1. Introduction
Recent projections have indicated that the number of connected devices globally will reach several billions in the coming years, due to the proliferation of internet technologies, such as the Internet of Things (IoT) and its associated systems and devices [
1,
2]. A parallel trend is also noticeable in the growth of cloud technologies, including cloud-based software, surveillance solutions, real-time network automation, and distributed connections [
3]. In relation to this, software-defined networking (SDN), which introduces a decoupling of control and data planes in IoT networks, has also become a prevalent technology, highlighting the need for scalable and intelligent network management solutions [
4]. Both past and ongoing research point to SDN as a foundational component of IoT architectures [
5,
6,
7]. One early contribution in this area employed multilayer SDN controllers specifically designed for heterogeneous vehicular IoT traffic, demonstrating end-to-end quality of service (QoS) guarantees through network-calculus-based scheduling mechanisms [
8].
SDN, which leverages the OpenFlow protocol, is a rapidly evolving technology that significantly enhances network management, administration, and monitoring processes [
4]. By enabling programmable interaction with data plane elements and providing network administrators with a holistic view of the network through a controller, SDN positions the controller as the network’s intelligence, which is responsible for managing devices in the data plane via the application-programming interface (API) [
4]. This capability has led to the adoption of SDN-based frameworks in advanced IoT network topologies, including fifth-generation (5G) and next-generation network architectures, such as sixth-generation (6G) [
9,
10,
11].
While the programmability, flexibility, and decentralized control of SDN are critical to its effective implementation, these same features can introduce significant security challenges [
12]. IoT networks and other SDN-reliant systems are susceptible to a number of security risks, such as an increased likelihood of distributed-denial-of-service (DDoS) flooding attacks [
13,
14]. These inherent vulnerabilities associated with SDN highlight the pressing need for advanced and intelligent security frameworks that are capable of mitigating evolving threats, such as DDoS flooding attacks, while preserving the operational benefits of SDN-based architectures in network environments, such as IoT systems.
DDoS flooding attacks are carefully planned assaults that use a network of hacked devices, called botnets, to overwhelm a system.
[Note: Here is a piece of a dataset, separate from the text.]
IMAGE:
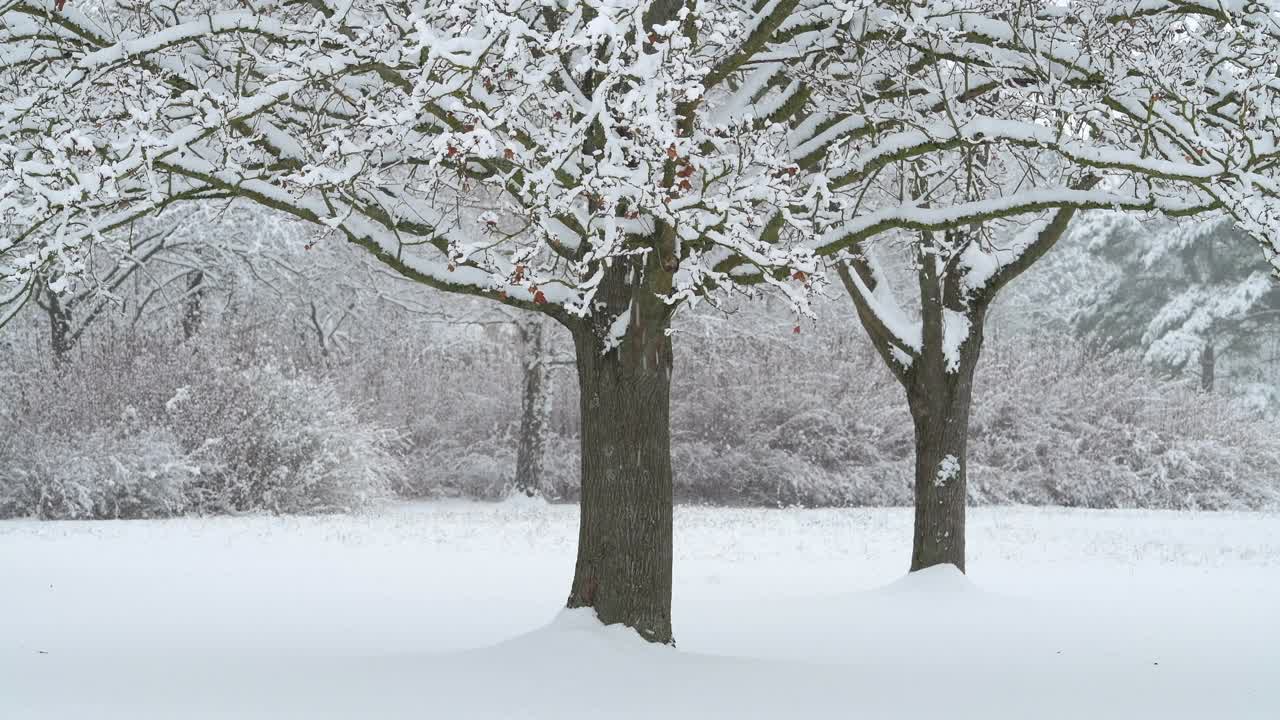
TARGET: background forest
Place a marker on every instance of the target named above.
(229, 364)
The goal is to clog up the network’s bandwidth or shut down specific servers and devices, making them unusable for regular users [
15]. These attacks constitute a significant portion of the most dangerous malicious traffic on the internet [
16]. Typically, attackers deploy these botnets to execute these operations covertly [
17]. As a result, end users of the targeted network’s device nodes often remain clueless that their devices and internet protocol (IP) addresses are being used to perpetrate DDoS flooding attacks. IoT devices are especially vulnerable to coordinated DDoS flooding attacks because of how they are built and the fact that the internet does not enforce strict traffic control on individual devices [
16]. This combination makes it easier for attackers to target and overwhelm IoT devices. This vulnerability is made even worse by the rapid growth in the number of IoT devices out there, even though their security is improving over time [
18]. In the face of increasingly complex DDoS flooding attacks, the critical need for innovative and proactive security techniques that can address the particular vulnerabilities of IoT networks becomes imperative.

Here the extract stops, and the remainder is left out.